The challenge to drawing broad conclusions about whether or not MCIs are necessary is that not all rent-stabilized building owners are similarly situated. Some, like the Banana Kelly Community Improvement Agency that manages affordable housing in the Bronx, never use MCIs because the size of their portfolio allows them to maintain a reserve fund that covers major repairs. Other landlords might have very old housing that does need a lot of work: 38,000 of the city’s rent-stabilized units were built before 1900. But for some newer owners, the real pressure might not be the mounting repair bill but rather the debt service for the speculative price they paid for the building.

John Reilly, who manages 100 properties and 3,000 units of housing for Fordham Bedford Housing Corporation in the Bronx, says eliminating MCIs would have side effects, but feels the downsides of the current system have simply become too big to bear. “I think it could present some issues replacing ancient kitchens, baths, et cetera in non-program affordable rentals,” he tells City Limits by email, with “program” being a reference to apartments that get direct subsidies. “But clearly the lax enforcement allowed the program to run out of control driving some rents to crazy levels.”

A mailer from Taxpayers for an Affordable New York.

In a recent report, the Furman Center did not predict that eliminating MCIs would stop landlords from doing work on buildings.
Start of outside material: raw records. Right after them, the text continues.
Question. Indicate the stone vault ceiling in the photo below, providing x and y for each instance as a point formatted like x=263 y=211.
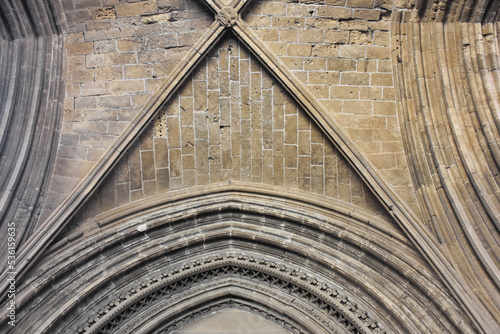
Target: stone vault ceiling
x=332 y=156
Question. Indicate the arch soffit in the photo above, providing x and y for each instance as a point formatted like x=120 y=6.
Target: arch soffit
x=346 y=223
x=409 y=223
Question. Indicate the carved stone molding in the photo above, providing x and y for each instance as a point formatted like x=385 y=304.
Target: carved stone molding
x=320 y=296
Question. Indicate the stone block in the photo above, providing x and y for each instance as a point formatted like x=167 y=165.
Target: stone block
x=127 y=86
x=361 y=25
x=310 y=36
x=314 y=64
x=304 y=143
x=356 y=79
x=360 y=38
x=94 y=88
x=341 y=65
x=360 y=3
x=357 y=107
x=288 y=22
x=368 y=14
x=336 y=37
x=85 y=103
x=175 y=162
x=80 y=48
x=384 y=108
x=344 y=92
x=108 y=73
x=381 y=38
x=381 y=79
x=378 y=52
x=105 y=46
x=335 y=12
x=103 y=13
x=123 y=58
x=136 y=9
x=352 y=51
x=130 y=44
x=328 y=50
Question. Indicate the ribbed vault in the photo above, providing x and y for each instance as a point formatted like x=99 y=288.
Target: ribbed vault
x=291 y=247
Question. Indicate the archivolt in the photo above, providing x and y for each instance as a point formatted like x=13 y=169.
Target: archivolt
x=343 y=251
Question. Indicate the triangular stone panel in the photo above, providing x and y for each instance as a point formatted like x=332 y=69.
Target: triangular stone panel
x=230 y=121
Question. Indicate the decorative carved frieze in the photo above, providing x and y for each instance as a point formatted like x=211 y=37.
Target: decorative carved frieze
x=320 y=296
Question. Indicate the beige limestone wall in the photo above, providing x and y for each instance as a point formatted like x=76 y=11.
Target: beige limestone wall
x=341 y=50
x=118 y=53
x=231 y=122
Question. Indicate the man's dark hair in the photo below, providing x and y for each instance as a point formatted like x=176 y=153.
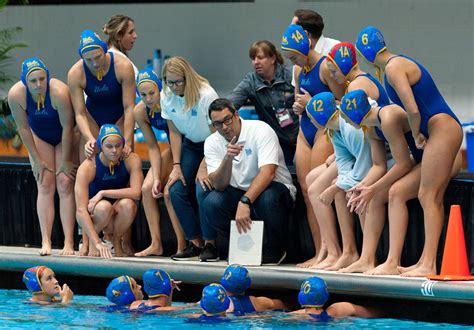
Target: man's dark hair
x=310 y=21
x=220 y=104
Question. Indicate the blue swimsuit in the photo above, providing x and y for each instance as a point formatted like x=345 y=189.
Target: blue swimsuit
x=416 y=153
x=427 y=97
x=104 y=98
x=45 y=121
x=310 y=82
x=158 y=122
x=242 y=305
x=104 y=180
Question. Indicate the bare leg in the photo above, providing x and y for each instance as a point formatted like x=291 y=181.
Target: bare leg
x=445 y=139
x=326 y=217
x=125 y=212
x=346 y=224
x=400 y=193
x=46 y=190
x=153 y=218
x=313 y=224
x=67 y=205
x=101 y=217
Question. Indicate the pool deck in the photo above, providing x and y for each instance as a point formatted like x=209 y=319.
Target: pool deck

But it did warn that eliminating MCIs would spread the costs generally among rent-regulated tenants. Killing MCIs and IAIs could cause the [RGB] to account for these costs with higher across-the-board, basic rent adjustments.” And that would mean repair costs “could be borne by all tenants, even those who have not benefited from any investment in their unit or building.”

Would the death of MCIs be on the table if property owners hadn’t successfully thwarted efforts at more modest reforms, like limiting the length of MCI increases, in the past? Possibly not. Fact is, the people now calling for “responsible rent reforms” resisted efforts to reform the system in earlier years. The organization behind those mailers, Taxpayers for an Affordable New York, is a 501c4 formed back in 1991 that operates as an arm of REBNY and has directed more than $275,000 in donations to local and state candidates since then.
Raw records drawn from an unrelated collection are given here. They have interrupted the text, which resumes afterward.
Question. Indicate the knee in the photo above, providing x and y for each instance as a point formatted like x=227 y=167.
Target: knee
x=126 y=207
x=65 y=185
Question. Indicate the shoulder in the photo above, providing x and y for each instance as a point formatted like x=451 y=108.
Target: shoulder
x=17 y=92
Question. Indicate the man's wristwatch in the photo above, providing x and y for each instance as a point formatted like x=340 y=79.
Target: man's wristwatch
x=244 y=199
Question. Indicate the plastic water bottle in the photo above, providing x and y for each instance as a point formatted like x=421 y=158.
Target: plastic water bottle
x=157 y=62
For his part, de Blasio is sticking to the same line he held in 2015: Mend, don’t end, MCIs. “While MCIs help ensure that owners can make necessary investments in building wide systems which is critical to ensuring that tenants are living in safe, habitable and well-maintained buildings, we do believe that the current MCI system must be reformed,” says a spokeswoman for the mayor. “We want to encourage landlords to invest in and improve their buildings for tenants without permanent increases in rent.”

While the mayor is seen as close to REBNY, which represents developers, he is anathema to landlord groups, who resent the rent freeze he imposed for two years and blame him for inaction on property taxes. So it’s somewhat ironic that de Blasio’s position might represent the best landlords can hope for from Albany this year. And yet, even with such an odd ally, it might be too late.